Hey there, have you ever wondered about the impact of AI-powered art technologies like Dall-E and Midjourney on the world of art? It's fascinating, but it's also sparking a big debate. Some folks are excited, thinking AI will supercharge creativity by making the creative process smoother. But there's another side to the story—some folks worry that AI might take away from the value of art, the blood, sweat, and tears that traditional artists pour into their work. I mean, if anyone can whip up art with a few clicks, what happens to the hardworking artists, right?
Our inspiration for this project came from two very different places. First, we thought about two big themes: Mental Health and Environmental Adaptability. You know when you think about saving the environment, the first thing that pops into your head is probably trees, right? They give us oxygen, after all. But guess what? We're chopping down around 41 million trees every single day just to make paper. That's a lot of trees.
Then, during an amazing trip to Europe, something else caught our attention. We visited seven countries, fifteen cities, and eighteen art museums. It was incredible, but there was a problem. Most of these museums relied on old-school paper pamphlets to tell you about the art. They lacked the juicy details about the artists and their masterpieces.
Take, for instance, the famous Louvre Museum, home to the one and only Mona Lisa. They see about 30,000 visitors a day, and most of them come in pairs. So, you can imagine the number of pamphlets needed! But here's the kicker—most of those pamphlets end up in the trash after the museum visit, not even getting recycled. Now think about all the museums in the world—around 104,000 of them. If they all use pamphlets, that's about 1.5 billion pamphlets wasted every year!

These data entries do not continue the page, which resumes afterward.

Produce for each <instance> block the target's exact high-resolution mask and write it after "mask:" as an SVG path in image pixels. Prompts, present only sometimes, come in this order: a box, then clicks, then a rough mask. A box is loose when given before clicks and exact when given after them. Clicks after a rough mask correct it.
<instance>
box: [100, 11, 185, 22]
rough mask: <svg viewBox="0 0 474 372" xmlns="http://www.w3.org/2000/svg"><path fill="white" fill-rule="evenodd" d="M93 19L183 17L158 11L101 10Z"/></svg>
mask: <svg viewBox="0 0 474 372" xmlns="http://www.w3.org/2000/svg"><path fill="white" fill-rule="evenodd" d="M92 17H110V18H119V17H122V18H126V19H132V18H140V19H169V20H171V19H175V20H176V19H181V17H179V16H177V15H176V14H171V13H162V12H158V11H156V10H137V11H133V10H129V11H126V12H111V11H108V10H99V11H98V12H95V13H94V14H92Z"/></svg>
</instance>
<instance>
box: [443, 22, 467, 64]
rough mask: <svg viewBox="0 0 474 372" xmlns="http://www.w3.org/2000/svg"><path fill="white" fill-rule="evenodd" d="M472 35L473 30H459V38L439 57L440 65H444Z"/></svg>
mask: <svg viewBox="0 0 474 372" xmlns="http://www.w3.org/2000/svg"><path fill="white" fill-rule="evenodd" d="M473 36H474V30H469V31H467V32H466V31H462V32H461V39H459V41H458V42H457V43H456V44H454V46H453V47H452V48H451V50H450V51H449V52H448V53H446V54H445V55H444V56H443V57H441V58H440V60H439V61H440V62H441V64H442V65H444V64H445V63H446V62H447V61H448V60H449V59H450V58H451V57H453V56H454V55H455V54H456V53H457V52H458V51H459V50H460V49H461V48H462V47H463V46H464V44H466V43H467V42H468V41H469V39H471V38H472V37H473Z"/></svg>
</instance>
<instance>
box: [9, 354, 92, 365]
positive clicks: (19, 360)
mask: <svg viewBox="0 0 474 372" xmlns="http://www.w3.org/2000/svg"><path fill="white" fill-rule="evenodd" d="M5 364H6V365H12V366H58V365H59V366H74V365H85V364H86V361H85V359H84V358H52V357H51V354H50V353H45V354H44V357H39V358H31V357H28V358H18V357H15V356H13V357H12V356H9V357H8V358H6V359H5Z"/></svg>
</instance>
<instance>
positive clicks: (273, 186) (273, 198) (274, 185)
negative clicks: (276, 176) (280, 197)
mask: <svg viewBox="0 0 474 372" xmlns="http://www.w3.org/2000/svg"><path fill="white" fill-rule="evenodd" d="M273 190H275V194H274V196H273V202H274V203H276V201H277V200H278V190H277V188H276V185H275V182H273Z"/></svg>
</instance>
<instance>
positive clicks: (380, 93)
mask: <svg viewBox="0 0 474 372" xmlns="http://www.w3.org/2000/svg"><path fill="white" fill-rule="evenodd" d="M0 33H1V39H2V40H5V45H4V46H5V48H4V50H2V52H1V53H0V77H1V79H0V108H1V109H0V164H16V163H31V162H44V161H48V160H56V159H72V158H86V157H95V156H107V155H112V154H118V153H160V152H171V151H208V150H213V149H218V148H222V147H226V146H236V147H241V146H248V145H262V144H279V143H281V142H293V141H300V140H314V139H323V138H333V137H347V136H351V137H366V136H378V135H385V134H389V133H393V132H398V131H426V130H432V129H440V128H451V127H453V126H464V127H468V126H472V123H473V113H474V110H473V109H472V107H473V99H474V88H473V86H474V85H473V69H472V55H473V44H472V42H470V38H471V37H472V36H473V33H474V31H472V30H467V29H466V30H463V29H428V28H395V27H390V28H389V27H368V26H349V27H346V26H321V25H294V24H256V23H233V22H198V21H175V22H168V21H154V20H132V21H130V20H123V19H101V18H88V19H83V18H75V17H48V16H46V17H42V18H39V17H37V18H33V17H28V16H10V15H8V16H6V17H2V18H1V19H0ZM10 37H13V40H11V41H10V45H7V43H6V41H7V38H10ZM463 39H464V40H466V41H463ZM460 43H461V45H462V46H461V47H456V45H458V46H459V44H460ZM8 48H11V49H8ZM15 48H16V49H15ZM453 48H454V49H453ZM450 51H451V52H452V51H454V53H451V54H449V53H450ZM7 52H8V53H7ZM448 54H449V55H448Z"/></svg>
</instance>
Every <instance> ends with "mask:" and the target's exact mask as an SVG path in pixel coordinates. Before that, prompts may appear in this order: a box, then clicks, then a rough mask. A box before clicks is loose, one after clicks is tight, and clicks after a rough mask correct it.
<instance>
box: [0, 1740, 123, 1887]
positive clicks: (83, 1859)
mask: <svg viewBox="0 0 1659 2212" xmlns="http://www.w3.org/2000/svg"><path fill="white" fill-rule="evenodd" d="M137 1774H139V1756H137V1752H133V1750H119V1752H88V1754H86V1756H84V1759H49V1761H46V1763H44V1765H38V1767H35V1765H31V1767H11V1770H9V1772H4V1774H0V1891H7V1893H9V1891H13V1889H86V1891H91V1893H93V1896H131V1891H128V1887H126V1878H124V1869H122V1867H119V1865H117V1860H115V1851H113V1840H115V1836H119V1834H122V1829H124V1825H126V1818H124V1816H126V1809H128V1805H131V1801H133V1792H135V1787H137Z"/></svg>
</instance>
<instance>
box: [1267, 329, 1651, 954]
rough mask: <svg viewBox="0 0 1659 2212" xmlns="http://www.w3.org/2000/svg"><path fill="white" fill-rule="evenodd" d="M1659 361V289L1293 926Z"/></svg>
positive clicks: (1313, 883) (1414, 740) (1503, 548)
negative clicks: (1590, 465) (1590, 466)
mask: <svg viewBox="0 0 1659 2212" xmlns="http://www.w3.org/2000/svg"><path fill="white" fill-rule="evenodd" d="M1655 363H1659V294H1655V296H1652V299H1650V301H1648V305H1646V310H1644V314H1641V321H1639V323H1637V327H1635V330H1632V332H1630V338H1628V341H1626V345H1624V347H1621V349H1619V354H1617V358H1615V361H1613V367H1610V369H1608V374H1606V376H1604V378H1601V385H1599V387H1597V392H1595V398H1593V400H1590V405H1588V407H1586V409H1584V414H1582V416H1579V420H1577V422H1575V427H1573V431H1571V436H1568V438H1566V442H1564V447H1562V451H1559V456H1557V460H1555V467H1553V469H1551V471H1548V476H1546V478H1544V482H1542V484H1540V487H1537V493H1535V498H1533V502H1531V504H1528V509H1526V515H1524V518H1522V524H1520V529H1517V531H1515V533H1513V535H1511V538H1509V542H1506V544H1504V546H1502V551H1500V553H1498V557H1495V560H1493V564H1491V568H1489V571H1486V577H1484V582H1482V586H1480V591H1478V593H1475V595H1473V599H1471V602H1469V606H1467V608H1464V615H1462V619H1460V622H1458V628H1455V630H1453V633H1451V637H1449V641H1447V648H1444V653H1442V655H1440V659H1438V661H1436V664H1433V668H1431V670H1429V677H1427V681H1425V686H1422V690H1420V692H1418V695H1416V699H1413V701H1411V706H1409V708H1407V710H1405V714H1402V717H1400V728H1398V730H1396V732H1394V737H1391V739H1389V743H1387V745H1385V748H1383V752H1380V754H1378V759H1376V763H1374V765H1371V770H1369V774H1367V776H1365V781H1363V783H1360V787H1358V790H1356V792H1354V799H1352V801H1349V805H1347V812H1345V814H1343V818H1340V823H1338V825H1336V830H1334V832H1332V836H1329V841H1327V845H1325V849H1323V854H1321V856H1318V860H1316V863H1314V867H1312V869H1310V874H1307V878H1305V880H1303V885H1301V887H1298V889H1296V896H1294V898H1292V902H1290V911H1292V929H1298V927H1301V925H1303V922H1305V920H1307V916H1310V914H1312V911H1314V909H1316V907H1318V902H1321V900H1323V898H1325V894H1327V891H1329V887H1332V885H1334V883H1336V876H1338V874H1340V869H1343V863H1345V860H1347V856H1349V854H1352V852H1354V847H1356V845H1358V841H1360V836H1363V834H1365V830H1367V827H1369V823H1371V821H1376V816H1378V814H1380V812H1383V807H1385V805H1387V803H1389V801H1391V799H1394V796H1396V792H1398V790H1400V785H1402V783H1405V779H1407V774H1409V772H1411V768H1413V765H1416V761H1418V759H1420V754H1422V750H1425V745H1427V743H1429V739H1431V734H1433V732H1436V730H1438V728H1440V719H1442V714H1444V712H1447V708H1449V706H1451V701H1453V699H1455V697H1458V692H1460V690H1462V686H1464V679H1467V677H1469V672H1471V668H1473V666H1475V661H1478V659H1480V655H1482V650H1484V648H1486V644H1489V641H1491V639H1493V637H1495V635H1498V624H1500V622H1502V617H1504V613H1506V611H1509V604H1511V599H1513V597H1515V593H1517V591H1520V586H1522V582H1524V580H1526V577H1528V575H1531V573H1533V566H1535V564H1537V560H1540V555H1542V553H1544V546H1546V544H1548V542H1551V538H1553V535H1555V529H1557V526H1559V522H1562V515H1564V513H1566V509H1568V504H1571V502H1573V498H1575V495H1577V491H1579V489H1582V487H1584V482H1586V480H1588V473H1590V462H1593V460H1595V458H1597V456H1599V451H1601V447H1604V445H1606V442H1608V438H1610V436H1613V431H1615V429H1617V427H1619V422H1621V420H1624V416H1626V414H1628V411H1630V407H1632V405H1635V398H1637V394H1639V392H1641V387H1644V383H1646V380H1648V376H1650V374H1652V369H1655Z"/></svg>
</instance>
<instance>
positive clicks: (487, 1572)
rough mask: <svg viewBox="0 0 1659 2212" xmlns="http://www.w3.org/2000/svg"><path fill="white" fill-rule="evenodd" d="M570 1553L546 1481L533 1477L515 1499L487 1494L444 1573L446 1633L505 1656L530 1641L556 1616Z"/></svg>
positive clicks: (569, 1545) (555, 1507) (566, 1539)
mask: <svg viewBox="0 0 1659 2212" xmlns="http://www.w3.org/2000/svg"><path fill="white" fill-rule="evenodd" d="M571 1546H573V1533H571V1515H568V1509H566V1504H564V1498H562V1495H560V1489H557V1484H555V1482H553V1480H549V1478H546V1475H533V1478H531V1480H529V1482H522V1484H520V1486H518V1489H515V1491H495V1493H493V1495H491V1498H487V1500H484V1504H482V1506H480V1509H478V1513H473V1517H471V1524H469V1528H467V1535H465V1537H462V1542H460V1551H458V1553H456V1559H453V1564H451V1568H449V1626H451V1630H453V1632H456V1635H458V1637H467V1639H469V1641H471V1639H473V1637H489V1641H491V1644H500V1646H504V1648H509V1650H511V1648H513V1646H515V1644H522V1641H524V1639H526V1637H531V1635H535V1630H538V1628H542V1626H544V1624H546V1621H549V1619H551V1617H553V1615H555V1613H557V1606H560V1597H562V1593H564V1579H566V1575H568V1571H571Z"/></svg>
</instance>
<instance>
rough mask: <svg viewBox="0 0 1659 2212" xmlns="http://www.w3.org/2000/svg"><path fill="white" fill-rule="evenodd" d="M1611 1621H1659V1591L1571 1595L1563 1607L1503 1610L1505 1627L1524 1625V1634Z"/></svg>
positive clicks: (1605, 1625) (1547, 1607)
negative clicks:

So, what did we do? Well, we decided to step in and create something special—a way to use AI to protect and respect the traditional art that we all hold dear.
Meet ArtInsight In response to these problems, we bring you ArtInsight, a web app that's going to change how you experience art. It's simple: just scan any artwork, and ArtInsight will recognize it and give you all the juicy details you crave. We used Python as our trusty tool and got a helping hand from Roboflow to label our images. Plus, we trained our AI with the YOLO version 8 object detection model. But that's not all. ArtInsight has the potential to make museum visits even more awesome. Imagine being able to track all the artworks you've seen and discover new ones you've yet to explore. We're even planning to add a cool MAP feature, so you can navigate the museum like a pro. Not only does ArtInsight deepen your connection with art, but it also helps museums save money by cutting down on pamphlet production. And let's not forget—it's good for the planet too, by saving those precious trees from the chopping block. So, if you're ready to rediscover art in a whole new way, ArtInsight is here to show you the ropes.
We developed these Streamlit apps for object detection using YOLO. Users can upload images, and the apps, powered by pre-trained models, detect objects and provide information about the artists associated with them. They offer straightforward interfaces with options to upload images, use webcams, or provide image URLs. The layouts display the original images and the images with detected objects side by side. Additionally, they link the artists' names to their respective websites, allowing users to explore the art world. These apps offer engaging and educational experiences, bridging the gap between technology and art in user-friendly ways.
We ran into different challenges as we have never used a machine learning model and also never trained one on custom dataset. When collecting the data, we had to go to the USF contemporary Art Museum which has limited open hours on the weekend. Second challenge was that we believed that we could update the learning model by keep adding images, but what we didn't realize was how long it takes to train a model to be accurate. Another challenge was that the web development experience we have was HTML, CSS, JS, and React for Frontend whereas Django and MySQL for backend. We had never used Streamlit and we didn't even know how to run a machine learning model through the website. Luckily, we were able to figure that out near the end.
There is not enough space for us to write the accomplishments we are proud of. The whole Process was a huge challenge and we felt like quitting multiple times. Nevertheless, we finally pulled through it and have a presentable product.
Image Labeling using Roboflow Training a machine learning model using custom dataset Gathering custom data Developing a frontend with Python module Streamlit What's next for ArtInsight ArtInsight has the potential to make museum visits even more awesome. Imagine being able to track all the artworks you've seen and discover new ones you've yet to explore. We're even planning to add a cool MAP feature, so you can navigate the museum like a pro.